Elsewhere, heightened investor risk aversion weighed on commodity-linked currencies, while the dollar and yen found support.
Persistent selling from real money and leveraged players stemmed EURUSD rallies up to $1.3050 and kept EUR crosses under pressure. Talk suggested that a break below $1.30 would trigger options barriers and accelerate the downside move in spot, as option players covered lost gamma.
“We remain core short EURJPY and have added EURUSD,” says one spot trader at a leading bank. “At these levels we are looking for the yearly lows and will re-evaluate above $1.3185.”
EURGBP is testing £0.8400 after selling from European fund names. The presence of several stops and negative gamma below this level is likely to accelerate any move below £0.84 down towards £0.8300.
AUDUSD came back from overnight lows just below parity, as Asian-based buying fuelled a rally up to $1.0031. This has proved a firm resistance level in the short run as intra-day players have been sellers at the $1.0030 mark.
Meanwhile, EURJPY has been a key cross that has come under pressure, falling to less than one yen above the 10-year lows reached two months ago. Tokyo-based strategists at Citi have pointed out that Japanese exporters have budgeted for a EURJPY rate between ¥105 and ¥110, and so are underhedged if these levels persist. Moves down towards ¥100 could be fuelled if exporters cover underhedged positions.
Interest in USDJPY is still low. Order books at top banks show very little interest, with offers above ¥78.50 and bids down to ¥77.60.
Extreme funding strains continued in the swaps market, despite the recent announcement from the Federal Reserve and other global central banks to lower the cost of their dollar swap facilities.
The premium paid for dollar funding has risen sharply since the start of the week and the intensification of the slide in EURUSD.

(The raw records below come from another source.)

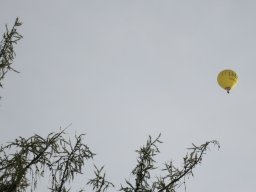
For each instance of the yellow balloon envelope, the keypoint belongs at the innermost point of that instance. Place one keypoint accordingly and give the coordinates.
(227, 79)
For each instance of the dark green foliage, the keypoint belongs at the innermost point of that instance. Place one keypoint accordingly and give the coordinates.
(7, 52)
(174, 177)
(24, 161)
(34, 156)
(99, 183)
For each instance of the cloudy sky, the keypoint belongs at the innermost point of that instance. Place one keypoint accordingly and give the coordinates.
(120, 70)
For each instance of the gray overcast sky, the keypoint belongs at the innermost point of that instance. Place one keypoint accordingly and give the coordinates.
(121, 70)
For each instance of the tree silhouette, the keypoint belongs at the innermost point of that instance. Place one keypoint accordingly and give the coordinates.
(24, 160)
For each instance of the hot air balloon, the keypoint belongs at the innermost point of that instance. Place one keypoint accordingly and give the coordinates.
(227, 79)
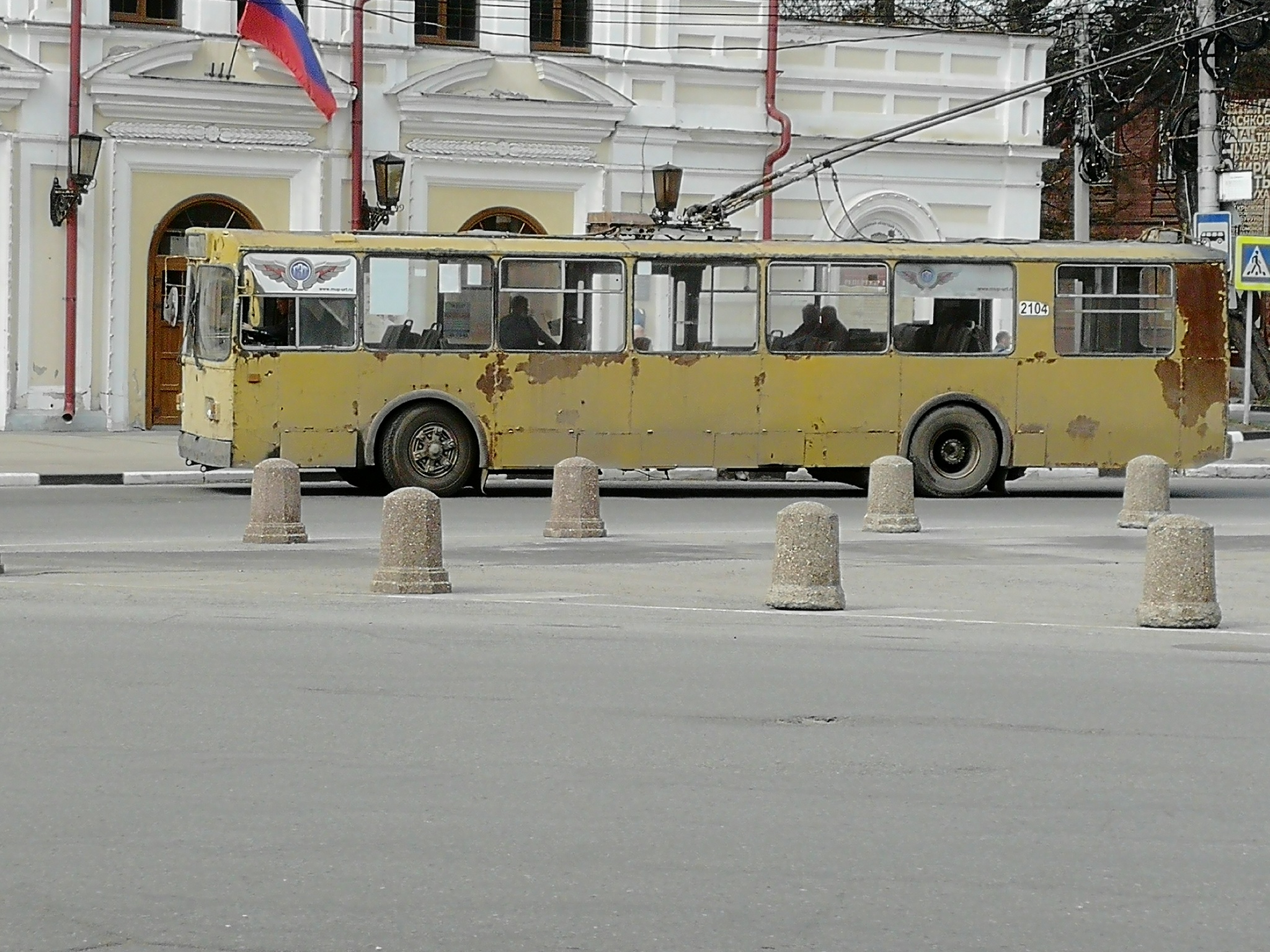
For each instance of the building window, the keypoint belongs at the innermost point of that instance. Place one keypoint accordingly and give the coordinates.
(561, 24)
(446, 20)
(161, 12)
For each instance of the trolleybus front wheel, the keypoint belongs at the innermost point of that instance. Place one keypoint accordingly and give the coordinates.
(954, 451)
(430, 446)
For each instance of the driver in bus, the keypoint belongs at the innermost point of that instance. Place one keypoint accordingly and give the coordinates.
(831, 335)
(520, 332)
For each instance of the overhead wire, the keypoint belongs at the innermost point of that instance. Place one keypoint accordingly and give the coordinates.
(895, 32)
(755, 191)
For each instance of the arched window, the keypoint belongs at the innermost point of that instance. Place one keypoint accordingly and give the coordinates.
(507, 220)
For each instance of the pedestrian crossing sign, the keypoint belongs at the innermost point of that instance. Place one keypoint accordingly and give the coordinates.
(1253, 263)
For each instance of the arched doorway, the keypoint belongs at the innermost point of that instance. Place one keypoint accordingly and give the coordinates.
(888, 216)
(167, 296)
(512, 221)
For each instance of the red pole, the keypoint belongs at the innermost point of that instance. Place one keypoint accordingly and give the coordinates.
(356, 151)
(784, 146)
(73, 219)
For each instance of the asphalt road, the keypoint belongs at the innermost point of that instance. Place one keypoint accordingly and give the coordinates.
(610, 744)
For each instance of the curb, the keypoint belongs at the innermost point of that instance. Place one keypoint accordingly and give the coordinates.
(243, 478)
(159, 478)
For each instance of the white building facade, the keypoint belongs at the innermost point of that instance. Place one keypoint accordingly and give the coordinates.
(511, 113)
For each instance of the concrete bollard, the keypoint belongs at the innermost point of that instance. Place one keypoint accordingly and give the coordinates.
(411, 545)
(276, 505)
(1146, 491)
(890, 496)
(1179, 588)
(806, 573)
(575, 500)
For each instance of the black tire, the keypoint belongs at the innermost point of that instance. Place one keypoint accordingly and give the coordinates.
(365, 479)
(954, 451)
(430, 446)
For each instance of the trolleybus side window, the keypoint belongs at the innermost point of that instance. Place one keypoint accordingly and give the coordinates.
(954, 309)
(1114, 309)
(429, 304)
(696, 306)
(554, 304)
(824, 307)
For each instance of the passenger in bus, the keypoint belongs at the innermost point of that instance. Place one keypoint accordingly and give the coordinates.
(804, 337)
(831, 335)
(520, 332)
(639, 334)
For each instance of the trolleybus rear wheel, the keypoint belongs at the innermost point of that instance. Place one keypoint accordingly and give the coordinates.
(430, 446)
(954, 452)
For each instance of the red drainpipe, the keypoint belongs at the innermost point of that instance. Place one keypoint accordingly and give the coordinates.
(355, 155)
(784, 146)
(73, 220)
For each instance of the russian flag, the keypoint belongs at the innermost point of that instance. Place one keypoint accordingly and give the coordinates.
(278, 29)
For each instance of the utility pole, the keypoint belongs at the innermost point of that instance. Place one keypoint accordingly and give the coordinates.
(1207, 149)
(1083, 130)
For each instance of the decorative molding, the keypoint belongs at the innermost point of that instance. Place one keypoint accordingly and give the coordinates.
(442, 77)
(19, 77)
(183, 133)
(572, 81)
(525, 151)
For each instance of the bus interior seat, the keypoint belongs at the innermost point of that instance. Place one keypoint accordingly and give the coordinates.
(391, 339)
(861, 340)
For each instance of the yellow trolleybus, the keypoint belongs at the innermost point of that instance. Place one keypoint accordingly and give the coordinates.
(433, 359)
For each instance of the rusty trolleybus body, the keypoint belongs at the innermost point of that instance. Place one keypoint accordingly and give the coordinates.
(430, 361)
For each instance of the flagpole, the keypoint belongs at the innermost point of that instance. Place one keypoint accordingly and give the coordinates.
(356, 150)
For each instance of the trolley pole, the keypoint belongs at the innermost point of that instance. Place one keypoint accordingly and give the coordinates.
(1083, 126)
(1207, 149)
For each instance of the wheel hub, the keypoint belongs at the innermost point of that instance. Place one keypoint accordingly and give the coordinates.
(433, 451)
(954, 452)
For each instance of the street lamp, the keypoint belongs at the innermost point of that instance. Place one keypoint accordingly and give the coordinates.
(666, 191)
(389, 170)
(84, 150)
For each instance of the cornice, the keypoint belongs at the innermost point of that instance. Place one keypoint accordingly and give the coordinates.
(502, 149)
(189, 133)
(19, 77)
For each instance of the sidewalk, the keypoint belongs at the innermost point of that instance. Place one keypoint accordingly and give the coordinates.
(149, 457)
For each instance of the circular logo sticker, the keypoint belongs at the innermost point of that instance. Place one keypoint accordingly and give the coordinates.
(301, 271)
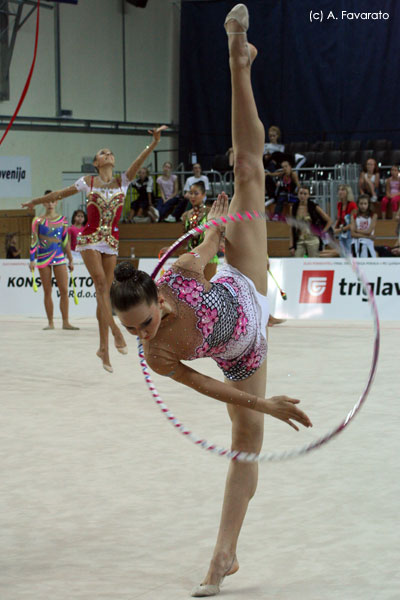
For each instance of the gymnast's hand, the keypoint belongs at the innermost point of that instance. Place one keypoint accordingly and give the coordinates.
(156, 133)
(219, 209)
(28, 204)
(284, 409)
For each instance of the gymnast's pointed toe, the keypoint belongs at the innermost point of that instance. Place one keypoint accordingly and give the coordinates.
(240, 14)
(122, 349)
(201, 591)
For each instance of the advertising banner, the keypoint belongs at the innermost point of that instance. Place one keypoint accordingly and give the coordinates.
(15, 177)
(321, 288)
(315, 289)
(18, 298)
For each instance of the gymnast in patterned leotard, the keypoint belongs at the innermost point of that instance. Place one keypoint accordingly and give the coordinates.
(49, 248)
(98, 242)
(185, 316)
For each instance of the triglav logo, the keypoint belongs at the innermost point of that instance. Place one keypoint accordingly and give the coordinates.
(316, 286)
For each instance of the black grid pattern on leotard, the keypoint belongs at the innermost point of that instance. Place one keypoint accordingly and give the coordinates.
(226, 305)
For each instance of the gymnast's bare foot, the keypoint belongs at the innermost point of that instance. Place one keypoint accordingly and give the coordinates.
(274, 321)
(68, 325)
(102, 353)
(240, 50)
(220, 567)
(119, 342)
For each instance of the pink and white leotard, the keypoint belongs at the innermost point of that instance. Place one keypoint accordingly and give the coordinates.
(231, 318)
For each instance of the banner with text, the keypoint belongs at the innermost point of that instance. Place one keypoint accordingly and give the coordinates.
(15, 177)
(321, 288)
(315, 288)
(17, 296)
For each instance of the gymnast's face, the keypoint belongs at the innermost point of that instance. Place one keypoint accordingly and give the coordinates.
(287, 168)
(273, 135)
(51, 206)
(143, 319)
(303, 195)
(104, 157)
(196, 196)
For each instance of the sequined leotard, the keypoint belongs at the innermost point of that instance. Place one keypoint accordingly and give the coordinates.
(48, 241)
(230, 318)
(193, 218)
(104, 208)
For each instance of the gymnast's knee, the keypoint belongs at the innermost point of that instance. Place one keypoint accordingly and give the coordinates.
(247, 437)
(247, 168)
(101, 285)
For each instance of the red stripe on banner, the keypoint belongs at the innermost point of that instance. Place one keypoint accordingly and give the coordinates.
(24, 92)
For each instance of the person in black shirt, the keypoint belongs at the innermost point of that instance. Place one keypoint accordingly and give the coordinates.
(12, 250)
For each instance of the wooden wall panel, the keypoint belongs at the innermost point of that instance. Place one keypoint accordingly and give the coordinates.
(19, 222)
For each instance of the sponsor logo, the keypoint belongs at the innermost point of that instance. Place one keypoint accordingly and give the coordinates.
(17, 174)
(316, 287)
(378, 288)
(80, 282)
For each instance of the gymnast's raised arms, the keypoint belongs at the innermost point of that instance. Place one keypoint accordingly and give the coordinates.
(280, 407)
(197, 259)
(130, 172)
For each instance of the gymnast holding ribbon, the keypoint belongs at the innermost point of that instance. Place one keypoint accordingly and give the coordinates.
(49, 252)
(98, 242)
(184, 317)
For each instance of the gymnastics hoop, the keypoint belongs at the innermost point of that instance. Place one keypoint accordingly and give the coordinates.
(267, 456)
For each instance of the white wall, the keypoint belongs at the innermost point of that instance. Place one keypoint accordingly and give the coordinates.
(92, 84)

The benchmark EURUSD three-month cross-currency basis swap, which last Thursday was standing at -116 basis points, widened out to -155bp at one point on Wednesday. That is not far from the post-Lehman record of -162bp it hit before global central banks moved to inject dollar liquidity into the market.

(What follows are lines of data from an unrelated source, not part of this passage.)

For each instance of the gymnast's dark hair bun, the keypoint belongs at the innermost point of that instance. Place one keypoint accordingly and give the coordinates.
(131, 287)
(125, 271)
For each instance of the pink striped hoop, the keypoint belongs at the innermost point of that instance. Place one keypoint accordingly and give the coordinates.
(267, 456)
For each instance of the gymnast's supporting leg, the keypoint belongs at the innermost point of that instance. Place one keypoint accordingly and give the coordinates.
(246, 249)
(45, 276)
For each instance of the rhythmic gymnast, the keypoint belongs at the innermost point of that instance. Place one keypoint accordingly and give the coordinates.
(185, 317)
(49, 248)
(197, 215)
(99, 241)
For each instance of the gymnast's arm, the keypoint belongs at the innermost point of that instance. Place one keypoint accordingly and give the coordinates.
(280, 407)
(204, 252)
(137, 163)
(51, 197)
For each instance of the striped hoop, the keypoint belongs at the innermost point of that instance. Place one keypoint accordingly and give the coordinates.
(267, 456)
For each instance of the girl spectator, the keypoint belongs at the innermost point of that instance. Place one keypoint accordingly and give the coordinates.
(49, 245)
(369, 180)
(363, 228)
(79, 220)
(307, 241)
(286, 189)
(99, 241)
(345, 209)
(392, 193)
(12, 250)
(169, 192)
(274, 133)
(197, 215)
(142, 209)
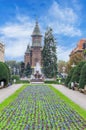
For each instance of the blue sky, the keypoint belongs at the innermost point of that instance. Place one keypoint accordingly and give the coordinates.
(17, 20)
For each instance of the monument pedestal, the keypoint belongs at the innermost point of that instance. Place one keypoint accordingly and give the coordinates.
(37, 77)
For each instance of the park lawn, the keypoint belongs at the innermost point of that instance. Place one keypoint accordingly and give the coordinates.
(76, 107)
(11, 98)
(39, 107)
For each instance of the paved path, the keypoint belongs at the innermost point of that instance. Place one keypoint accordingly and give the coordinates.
(75, 96)
(6, 92)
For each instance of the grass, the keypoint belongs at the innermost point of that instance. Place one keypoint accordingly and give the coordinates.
(76, 107)
(11, 98)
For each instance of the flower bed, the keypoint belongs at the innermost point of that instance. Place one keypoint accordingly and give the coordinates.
(39, 108)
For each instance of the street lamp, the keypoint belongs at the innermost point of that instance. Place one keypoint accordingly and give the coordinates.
(14, 70)
(73, 65)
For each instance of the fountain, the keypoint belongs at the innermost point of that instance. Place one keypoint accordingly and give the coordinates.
(37, 76)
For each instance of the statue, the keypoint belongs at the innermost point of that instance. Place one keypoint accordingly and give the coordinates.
(37, 68)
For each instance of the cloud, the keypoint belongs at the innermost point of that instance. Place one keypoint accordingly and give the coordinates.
(16, 36)
(63, 20)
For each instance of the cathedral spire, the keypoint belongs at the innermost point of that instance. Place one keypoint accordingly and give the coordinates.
(36, 30)
(36, 35)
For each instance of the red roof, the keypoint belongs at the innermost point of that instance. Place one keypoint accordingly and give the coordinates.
(79, 46)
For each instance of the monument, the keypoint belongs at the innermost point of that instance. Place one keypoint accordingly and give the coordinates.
(37, 76)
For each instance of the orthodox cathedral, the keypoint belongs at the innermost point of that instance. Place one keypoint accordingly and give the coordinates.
(33, 53)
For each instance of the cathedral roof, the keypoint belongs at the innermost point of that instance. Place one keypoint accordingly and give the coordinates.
(28, 49)
(36, 30)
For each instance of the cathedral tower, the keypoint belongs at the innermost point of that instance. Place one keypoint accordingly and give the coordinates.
(33, 53)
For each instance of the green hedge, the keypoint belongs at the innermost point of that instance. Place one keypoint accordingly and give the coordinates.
(51, 82)
(4, 73)
(22, 81)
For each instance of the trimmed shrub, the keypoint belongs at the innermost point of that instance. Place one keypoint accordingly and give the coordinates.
(68, 79)
(22, 81)
(51, 82)
(77, 72)
(4, 73)
(16, 77)
(82, 81)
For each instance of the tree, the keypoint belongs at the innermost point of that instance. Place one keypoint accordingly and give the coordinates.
(61, 65)
(76, 58)
(82, 81)
(4, 73)
(77, 72)
(49, 56)
(28, 70)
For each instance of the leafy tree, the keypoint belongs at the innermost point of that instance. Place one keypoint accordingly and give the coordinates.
(75, 59)
(77, 72)
(49, 56)
(62, 64)
(28, 70)
(82, 81)
(4, 73)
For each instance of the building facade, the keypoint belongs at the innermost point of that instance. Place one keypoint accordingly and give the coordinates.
(80, 48)
(2, 50)
(33, 53)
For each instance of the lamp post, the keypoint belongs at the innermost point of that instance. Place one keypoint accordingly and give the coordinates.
(73, 65)
(14, 70)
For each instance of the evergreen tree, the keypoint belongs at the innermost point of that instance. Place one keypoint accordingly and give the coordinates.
(49, 56)
(28, 70)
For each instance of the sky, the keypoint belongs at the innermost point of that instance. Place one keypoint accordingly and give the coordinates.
(67, 18)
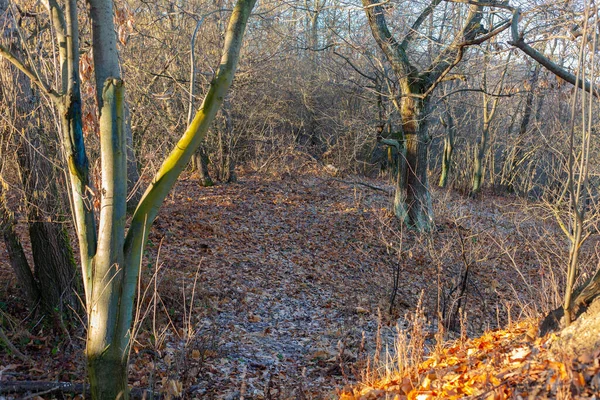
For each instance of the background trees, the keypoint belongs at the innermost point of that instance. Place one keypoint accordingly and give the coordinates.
(318, 82)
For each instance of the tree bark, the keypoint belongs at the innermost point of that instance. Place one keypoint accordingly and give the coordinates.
(106, 64)
(53, 280)
(448, 123)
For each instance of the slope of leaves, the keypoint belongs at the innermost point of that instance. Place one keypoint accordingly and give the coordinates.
(270, 287)
(500, 364)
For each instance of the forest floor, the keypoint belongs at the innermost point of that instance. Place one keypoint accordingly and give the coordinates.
(280, 287)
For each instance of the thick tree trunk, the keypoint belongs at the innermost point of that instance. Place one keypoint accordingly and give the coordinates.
(478, 159)
(16, 254)
(448, 122)
(200, 164)
(106, 64)
(53, 281)
(54, 265)
(412, 203)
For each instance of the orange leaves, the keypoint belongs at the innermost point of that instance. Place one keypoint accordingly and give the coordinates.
(496, 366)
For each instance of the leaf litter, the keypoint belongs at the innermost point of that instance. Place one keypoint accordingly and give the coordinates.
(278, 287)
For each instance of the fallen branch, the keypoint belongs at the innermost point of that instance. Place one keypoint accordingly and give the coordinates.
(360, 183)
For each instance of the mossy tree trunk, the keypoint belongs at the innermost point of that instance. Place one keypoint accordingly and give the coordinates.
(448, 122)
(412, 203)
(110, 258)
(51, 281)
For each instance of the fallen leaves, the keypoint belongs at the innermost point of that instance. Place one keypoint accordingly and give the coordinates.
(498, 365)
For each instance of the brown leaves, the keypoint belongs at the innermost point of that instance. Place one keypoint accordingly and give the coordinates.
(496, 366)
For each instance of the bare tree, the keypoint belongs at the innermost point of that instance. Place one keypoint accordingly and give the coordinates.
(412, 203)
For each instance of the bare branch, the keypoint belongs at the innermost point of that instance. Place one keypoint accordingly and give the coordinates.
(413, 29)
(519, 42)
(35, 79)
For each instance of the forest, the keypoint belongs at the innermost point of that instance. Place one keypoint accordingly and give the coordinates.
(299, 199)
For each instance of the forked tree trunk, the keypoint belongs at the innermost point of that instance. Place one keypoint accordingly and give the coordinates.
(448, 123)
(412, 202)
(51, 281)
(114, 276)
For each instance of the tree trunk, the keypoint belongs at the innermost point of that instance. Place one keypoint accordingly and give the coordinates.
(106, 64)
(479, 156)
(200, 164)
(412, 202)
(16, 254)
(52, 282)
(448, 122)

The options market might have been complacent in appropriately pricing in EURUSD move to 11-month lows, said options strategists at a top European bank.
|EURUSD 1m implied vol vs spot|
|Source: Societe Generale|
While implied volatility has been on the rise, this is less than could have been expected given the recent spot/vol relationship and the current level of risk reversals. EURUSD one-month implied volatility is trading at 15.2. The last time vols reached this level was when spot was at $1.35 – and when EURUSD last dipped below $1.32 in October, vols were up above 17.
On Monday, three-month implied volatility and risk reversals were 15.3 and -3.6 respectively. At these levels, a move down to 1.30 would drive the three-month vol to 15.95, while it has been trading at 15.65 in the market so far.
What to look for
“Despite the risk of further weakness in the global growth outlook, on the basis that China is able to avoid a hard landing, short EURAUD could be worth a bet at these levels,” says Stephen Gallo at SchneiderFX.
Later in 2012, persistent strains in the eurozone could also add further weight on EURAUD, as reserve flows continue to keep their distance from both USD and EUR.
As such, commodity-linked AAA-rated currencies, such as AUD and CAD, might not fall as much as some expect due to demand for safe homes for FX reserves.
“The bottom line is that we may finally be ripe for levels between A$1.2750 and A$1.29 in the pair,” says Gallo.